In this case, there are no due process implications for Defendant's guilty plea or eventual sentence. At the time he entered his plea, Defendant acknowledged that he understood the statutory maximum sentence and knew that the court would use the Guidelines to make the final sentencing determination. Moreover, the plea agreement states, "The defendant understands that, based on his criminal record, he may qualify as a `Career Offender' under § 4B1.1 of the Guidelines and receive a higher sentence under the Guidelines than if he did not have the same criminal record." It is apparent from the signed plea agreement that Defendant's plea was knowingly and intelligently offered. The notice in the agreement gave Defendant "sufficient awareness of the relevant circumstances and likely consequences" of his plea. Brady v. United States, 397 U.S. 742, 748, 90 S.Ct. 1463, 25 L.Ed.2d 747 (1970); see also United States v. Spires, 946 F.2d 896, No. 90-1864, 1991 WL 211281, *2 (6th Cir. Oct. 21, 1991) ("As long as a defendant knows, before he enters his plea, the maximum sentence he can receive, due process does not require the court to inform the defendant of the specific sentencing guideline range that will be applied.").

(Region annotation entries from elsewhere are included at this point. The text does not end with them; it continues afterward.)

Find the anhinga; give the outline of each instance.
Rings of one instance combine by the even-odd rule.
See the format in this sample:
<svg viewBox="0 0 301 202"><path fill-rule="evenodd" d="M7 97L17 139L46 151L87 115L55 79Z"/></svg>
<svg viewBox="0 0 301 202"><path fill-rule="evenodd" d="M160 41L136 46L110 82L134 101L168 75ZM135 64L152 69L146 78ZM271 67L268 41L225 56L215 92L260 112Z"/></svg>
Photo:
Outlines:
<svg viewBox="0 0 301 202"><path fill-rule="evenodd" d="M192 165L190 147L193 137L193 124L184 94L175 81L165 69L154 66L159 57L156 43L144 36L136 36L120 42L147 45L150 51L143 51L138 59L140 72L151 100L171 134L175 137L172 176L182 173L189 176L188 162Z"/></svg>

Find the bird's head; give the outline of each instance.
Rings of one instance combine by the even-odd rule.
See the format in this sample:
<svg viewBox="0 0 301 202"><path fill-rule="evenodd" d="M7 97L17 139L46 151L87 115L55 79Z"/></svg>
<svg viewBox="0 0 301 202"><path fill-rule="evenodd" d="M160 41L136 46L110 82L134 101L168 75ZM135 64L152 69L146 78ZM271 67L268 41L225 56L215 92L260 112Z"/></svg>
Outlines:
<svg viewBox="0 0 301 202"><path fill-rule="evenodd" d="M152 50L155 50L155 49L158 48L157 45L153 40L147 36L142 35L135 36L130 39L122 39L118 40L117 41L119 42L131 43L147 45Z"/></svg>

Further, Defendant was not denied due process at sentencing because the district court provided him with reasonable notice that it was considering the enhancement and provided Defendant with an opportunity to be heard on the issue. Oyler v. Boles, 368 U.S. 448, 452, 82 S.Ct. 501, 7 L.Ed.2d 446 (1962). Defendant received the presentence report, recommending that he be sentenced as a career offender, almost six weeks prior to his sentencing hearing and he was able to fully litigate the issue at his hearing. See United States v. Wilhite, 929 F.2d 702, No. 90-5931, 1991 WL 46512, *1 (6th Cir. Apr.4, 1991) ("Concerns for due process do not require that a criminal defendant be placed on advance notice of the application of a career offender sentence under guideline 4B1.1, so long as the defendant has, as he was in the instant case, been afforded an adequate opportunity to challenge the factual basis for applying the enhancement.").
Defendant's prior conviction for attempting to disarm a police officer, Michigan Compiled Laws § 750.479b(2), constitutes a crime of violence under U.S.S.G. § 4B1.2(a)(2). Defendant's constitutional rights were not violated when he was classified as a career offender. The judgment of the district court is AFFIRMED.